Tra parentesi mi scuso, ma a me la polizia sulla Fiat Punto non riesce a mettere ansia.
Primi semafori. Il nemico cala il finestrino e grida “CAFFE’”.
Decongestionamento.
in definitiva lo apprezzo perché ha perso, ma gli faccio il segno di orologio barra spaccacazzi.
Segue indefesso.
Viale monza. Guadagna percorso grazie a Panda 4×4 davanti al mio veicolo con freccia a sinistra lampeggiante da mariano comense, e si orizzontalizza con freno a mano sulla strada.
Nonostante la mia stima incondizionata per la manovra convulsa in fascia protetta, non lo tampono per centimetri venti.
Esce. Maschio, trentenne, cravatta businessman.
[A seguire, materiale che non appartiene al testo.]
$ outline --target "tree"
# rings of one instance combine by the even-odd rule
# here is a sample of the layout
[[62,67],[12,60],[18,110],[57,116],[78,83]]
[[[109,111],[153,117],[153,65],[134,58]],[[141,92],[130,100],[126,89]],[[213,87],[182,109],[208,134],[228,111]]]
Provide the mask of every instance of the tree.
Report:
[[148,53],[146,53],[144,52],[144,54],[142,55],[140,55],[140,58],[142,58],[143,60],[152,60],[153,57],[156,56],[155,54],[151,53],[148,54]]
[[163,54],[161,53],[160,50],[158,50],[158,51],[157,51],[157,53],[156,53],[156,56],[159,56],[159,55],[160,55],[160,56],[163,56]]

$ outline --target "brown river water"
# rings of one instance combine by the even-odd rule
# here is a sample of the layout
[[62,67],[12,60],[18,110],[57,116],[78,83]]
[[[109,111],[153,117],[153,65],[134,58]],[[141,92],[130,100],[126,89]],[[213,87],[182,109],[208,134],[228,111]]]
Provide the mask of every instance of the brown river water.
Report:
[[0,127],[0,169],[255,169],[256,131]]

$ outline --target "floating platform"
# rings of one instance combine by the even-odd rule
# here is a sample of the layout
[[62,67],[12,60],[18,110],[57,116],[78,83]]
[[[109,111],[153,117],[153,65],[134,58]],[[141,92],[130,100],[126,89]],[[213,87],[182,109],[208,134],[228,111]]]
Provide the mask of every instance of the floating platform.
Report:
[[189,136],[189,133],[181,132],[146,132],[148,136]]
Mi porge la mano.
“Ciao, Flavio, architetto”
impallidita.
“Ciao, Flavio, testadicazzo”
impallidito.
Mi vagheggia colazioni improbabili, mi limito a mostrargli la tipologia di tacco lussurioso del mio stivale nero contro cui ha conteso.
Faccio per rientrare nell’abitacolo e si succhia voluttuosamente il dito indice.
Mi scrive con saliva urbanista il suo numero di cellulare sul cofano, sgommo prima che completi l’ultima cifra.
Risorpasso la Fiat Freccia Sinistra e, parcheggiata, valuto che potrebbe avermi rovinato la carrozzeria con gli enzimi digestivi.
Il numero è ancora visibile.
Lo conservo per chi abbia desiderio arretrato di vittima laureata casuale.